Con la professoressa Giusy Clarke Vanadia moderatrice, il convegno è stato aperto dal Direttore del dipartimento, professore Giuseppe Vecchio, che, nel salutare relatori e convegnisti, ha sviluppato una profonda riflessione, tra storia e filosofia del diritto, ripercorrendo le tappe del concetto di demanialità, beni pubblici e beni comuni, con esempi legati alla realtà territoriale etnea.
Il primo dei relatori è stato il professore Alberto Lucarelli, che ha illustrato contenuti e finalità della proposta d’iniziativa popolare rivolta ad istituire la nuova categoria giuridica dei beni comuni riformando il Codice Civile nella parte che regola i beni e la proprietà per adeguarli ai principi costituzionali.
Il secondo relatore, il professore Giampaolo Schillaci, ha declinato l’iniziativa per l’istituzione della categoria giuridica dei beni comuni in termini di cittadinanza attiva sul territorio, facendo il punto sull’approvazione dei regolamenti e l’ adeguamento degli statuti nei Comuni siciliani per dar vita a patti tra cittadini e cittadine, singoli o associati per la cura e la valorizzazione dei beni urbani utili a tutta la comunità.
Il Professore Antonio Las Casas, invece, si è soffermato sull’incidenza che la nuova categoria dei beni comuni avrebbe sulla configurazione della proprietà privata intesa nella cultura giuridica liberale come diritto del proprietario di usufruire del bene in modo esclusivo ed escludente. Anche questo è funzionale ad un’utilità collettiva.

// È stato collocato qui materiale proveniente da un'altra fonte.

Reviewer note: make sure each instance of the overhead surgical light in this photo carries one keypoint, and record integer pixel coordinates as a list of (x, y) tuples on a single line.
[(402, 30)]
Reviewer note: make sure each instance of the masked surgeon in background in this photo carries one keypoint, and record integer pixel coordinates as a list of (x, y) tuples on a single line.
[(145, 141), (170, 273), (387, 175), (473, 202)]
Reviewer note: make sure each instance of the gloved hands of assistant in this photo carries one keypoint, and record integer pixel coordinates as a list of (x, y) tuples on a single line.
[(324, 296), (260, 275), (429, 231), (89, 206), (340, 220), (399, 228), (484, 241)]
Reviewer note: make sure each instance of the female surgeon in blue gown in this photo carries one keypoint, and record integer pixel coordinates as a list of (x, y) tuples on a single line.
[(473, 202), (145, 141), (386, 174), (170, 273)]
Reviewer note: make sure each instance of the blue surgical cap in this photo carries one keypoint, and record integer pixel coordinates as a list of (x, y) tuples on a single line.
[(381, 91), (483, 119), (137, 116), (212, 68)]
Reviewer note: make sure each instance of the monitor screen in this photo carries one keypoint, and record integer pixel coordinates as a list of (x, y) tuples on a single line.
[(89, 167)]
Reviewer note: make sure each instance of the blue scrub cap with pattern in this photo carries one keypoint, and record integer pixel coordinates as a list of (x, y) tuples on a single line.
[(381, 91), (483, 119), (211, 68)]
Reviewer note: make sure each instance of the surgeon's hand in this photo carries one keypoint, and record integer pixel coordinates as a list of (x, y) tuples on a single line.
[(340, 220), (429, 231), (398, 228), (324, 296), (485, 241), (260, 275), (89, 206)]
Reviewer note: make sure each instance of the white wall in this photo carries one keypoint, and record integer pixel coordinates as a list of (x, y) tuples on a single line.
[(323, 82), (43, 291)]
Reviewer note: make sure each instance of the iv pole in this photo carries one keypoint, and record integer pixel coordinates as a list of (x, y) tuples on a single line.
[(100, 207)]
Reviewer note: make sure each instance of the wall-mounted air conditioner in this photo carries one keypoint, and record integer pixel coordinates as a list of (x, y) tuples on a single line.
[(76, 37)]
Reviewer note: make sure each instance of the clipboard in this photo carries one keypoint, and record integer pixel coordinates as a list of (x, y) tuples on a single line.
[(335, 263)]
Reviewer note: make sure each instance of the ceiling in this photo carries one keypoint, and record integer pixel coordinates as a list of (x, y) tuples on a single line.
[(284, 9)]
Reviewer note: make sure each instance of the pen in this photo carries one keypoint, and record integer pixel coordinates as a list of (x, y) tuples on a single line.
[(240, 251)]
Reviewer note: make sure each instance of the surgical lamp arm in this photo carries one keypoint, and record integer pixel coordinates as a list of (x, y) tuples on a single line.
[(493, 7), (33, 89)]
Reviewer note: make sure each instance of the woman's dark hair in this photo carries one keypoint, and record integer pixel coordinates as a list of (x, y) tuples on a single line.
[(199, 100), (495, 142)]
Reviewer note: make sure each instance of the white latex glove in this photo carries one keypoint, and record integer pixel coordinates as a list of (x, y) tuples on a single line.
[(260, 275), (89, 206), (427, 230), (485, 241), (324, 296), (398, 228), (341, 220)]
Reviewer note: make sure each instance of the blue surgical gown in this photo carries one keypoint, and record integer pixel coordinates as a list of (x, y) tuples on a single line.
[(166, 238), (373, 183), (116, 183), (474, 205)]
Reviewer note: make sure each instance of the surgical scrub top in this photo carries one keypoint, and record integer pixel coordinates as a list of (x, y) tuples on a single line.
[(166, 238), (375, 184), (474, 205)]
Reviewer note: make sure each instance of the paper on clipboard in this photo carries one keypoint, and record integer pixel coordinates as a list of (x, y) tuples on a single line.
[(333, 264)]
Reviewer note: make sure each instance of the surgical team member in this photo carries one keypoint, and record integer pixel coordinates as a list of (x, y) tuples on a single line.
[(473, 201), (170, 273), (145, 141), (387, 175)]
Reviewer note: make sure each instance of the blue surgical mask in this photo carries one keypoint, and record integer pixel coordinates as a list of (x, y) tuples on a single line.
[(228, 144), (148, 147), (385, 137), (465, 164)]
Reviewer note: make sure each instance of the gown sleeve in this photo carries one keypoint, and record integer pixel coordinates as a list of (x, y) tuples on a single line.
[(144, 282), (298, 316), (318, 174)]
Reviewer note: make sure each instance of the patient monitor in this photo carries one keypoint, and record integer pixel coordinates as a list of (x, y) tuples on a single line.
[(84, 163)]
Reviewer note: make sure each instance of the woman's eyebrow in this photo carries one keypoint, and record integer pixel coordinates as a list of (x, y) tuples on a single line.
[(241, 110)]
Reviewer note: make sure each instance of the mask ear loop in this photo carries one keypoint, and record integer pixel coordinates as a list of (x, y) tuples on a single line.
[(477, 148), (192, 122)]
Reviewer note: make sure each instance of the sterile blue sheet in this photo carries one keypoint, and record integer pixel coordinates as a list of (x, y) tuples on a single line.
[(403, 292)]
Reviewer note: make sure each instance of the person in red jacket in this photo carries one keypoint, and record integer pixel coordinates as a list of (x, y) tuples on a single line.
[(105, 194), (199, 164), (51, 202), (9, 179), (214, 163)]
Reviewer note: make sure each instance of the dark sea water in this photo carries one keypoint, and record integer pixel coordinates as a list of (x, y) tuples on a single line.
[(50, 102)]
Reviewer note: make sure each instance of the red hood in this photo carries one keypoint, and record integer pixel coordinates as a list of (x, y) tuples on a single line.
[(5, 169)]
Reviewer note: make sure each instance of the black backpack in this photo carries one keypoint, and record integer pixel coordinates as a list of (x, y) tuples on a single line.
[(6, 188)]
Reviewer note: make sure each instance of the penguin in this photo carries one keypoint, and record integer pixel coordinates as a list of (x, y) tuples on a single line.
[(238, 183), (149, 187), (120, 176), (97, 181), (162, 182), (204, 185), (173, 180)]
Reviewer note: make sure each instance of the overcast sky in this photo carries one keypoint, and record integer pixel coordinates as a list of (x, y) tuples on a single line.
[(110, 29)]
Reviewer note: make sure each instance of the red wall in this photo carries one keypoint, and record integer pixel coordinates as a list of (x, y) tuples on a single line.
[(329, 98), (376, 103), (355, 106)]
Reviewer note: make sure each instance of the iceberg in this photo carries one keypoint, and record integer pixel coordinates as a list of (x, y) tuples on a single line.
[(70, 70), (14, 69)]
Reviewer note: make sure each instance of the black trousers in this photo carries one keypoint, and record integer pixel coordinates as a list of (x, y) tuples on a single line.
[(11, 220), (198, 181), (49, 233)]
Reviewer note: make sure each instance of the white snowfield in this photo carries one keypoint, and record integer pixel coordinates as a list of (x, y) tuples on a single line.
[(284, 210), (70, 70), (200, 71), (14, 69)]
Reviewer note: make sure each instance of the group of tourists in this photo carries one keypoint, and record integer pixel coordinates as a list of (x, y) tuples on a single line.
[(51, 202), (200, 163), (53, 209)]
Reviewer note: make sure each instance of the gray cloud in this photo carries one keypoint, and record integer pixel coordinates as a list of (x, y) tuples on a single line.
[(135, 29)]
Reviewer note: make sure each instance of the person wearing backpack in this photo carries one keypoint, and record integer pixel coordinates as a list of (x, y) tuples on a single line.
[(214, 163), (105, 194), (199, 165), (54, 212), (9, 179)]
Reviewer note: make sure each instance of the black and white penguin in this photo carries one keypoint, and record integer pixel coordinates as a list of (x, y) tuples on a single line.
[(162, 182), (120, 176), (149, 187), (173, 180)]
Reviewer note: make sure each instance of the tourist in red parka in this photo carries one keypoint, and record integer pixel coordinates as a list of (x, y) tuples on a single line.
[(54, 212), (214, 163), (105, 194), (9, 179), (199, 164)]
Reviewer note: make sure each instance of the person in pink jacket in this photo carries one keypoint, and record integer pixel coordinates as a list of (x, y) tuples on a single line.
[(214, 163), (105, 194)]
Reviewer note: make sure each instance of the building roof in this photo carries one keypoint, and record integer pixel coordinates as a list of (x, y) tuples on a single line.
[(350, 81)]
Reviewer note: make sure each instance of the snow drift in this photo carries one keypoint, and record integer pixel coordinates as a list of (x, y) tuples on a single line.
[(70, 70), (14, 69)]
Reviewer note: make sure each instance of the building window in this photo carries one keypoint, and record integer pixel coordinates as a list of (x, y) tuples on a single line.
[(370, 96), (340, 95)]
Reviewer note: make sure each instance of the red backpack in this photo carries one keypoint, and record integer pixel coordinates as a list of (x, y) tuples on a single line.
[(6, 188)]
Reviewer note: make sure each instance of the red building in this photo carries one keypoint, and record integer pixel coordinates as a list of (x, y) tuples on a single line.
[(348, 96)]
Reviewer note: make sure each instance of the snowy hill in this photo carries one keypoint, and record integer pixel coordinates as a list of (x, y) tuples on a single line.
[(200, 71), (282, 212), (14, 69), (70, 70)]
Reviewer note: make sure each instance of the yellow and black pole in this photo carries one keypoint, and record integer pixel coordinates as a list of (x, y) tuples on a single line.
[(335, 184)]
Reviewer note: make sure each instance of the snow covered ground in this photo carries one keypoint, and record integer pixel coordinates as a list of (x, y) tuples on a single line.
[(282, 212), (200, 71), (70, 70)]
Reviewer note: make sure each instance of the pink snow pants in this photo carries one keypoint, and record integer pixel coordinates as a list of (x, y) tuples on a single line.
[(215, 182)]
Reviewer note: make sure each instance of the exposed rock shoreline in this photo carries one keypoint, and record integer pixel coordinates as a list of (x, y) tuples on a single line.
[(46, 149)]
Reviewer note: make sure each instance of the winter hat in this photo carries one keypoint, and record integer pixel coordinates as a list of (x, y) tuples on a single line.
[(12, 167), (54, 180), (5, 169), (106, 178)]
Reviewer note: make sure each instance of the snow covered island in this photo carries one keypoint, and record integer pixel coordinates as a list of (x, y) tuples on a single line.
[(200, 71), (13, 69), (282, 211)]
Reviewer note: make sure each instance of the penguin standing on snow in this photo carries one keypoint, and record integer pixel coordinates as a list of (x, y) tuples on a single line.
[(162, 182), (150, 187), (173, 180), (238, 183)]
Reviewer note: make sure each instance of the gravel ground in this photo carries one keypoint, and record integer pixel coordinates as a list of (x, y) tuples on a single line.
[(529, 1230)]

Il nuovo istituto dei beni comuni attuerebbe in maniera inclusiva la proprietà.
Ai tre relatori hanno fatto seguito alcuni interventi programmati, come quello di Orazio Vasta, della Federazione del Sociale USB Catania, che ha affrontato il delicato e spinoso tema dei beni confiscati alla mafia: “Fra i beni comuni non possiamo non inserire quelli confiscati alla mafia, che vengono gestiti per conto dello Stato, attraverso dei CDA, come se fossero delle proprietà private. DA COSA NOSTRA A COSA LORO! A tutto questo, bisogna aggiungere che il decreto sicurezza del ministro Salvini liberalizza la vendita di questi beni. Quindi, è necessario accendere i riflettori su tutti i beni confiscati alla mafia. È assurdo che beni confiscati alla mafia possano ritornare di nuovo nelle mani dei mafiosi o dei loro prestanomi”.
Il convegno si è concluso con gli interventi da parte del pubblico.